330.626.11 Estimating the Effects of Mental Health Interventions in Non-Experimental Settings
- Mental Health
- Summer Inst. term
- 1 credit
- Academic Year:
- 2017 - 2018
- East Baltimore
Experience with linear and logistic regression.
Discusses the importance of the careful design of non-experimental studies, and the role of propensity scores in that design, with the main goal of providing practical guidance on the use of propensity scores in mental health research. Covers the primary ways of using propensity scores to adjust for confounders when estimating the effect of a particular “cause” or “intervention,” including weighting, sub classification, and matching. Examines issues such as how to specify and estimate the propensity score model, selecting covariates to include in the model, and diagnostics. Draws examples from school-based prevention research, drug abuse and dependence, and non-randomized treatment trials, among others. Primarily emphasizes non-experimental studies; however, also discusses applications to randomized trials.
- Learning Objectives:
- Identify the characteristics of well-designed non-experimental studies
- Explain the role of propensity scores in non-experimental studies
- Distinguish between different propensity score approaches.

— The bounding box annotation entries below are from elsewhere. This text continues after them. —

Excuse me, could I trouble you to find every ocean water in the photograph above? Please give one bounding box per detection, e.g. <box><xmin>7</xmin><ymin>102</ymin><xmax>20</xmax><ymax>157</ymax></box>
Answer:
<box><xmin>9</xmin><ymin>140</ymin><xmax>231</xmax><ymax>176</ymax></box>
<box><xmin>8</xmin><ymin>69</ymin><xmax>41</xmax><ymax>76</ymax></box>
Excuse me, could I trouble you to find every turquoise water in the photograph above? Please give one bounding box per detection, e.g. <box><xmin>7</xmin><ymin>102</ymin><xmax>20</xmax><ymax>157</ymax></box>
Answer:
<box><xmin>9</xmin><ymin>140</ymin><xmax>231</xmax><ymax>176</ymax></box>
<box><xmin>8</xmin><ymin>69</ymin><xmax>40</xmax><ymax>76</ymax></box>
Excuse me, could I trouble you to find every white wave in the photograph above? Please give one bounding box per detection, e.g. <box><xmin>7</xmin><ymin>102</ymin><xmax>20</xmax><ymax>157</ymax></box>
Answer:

- Diagnose whether a propensity score approach has succeeded in balancing the groups
- Methods of Assessment:
Class participation: 30%; Take home project: 70%
- Instructor Consent:
No consent required
- Special Comments:
Students are required to complete readings prior to the start of the course. Take-home project will be due on July 22, 2016. A portion of the class participation grade will be based on responses to the reading done prior to class.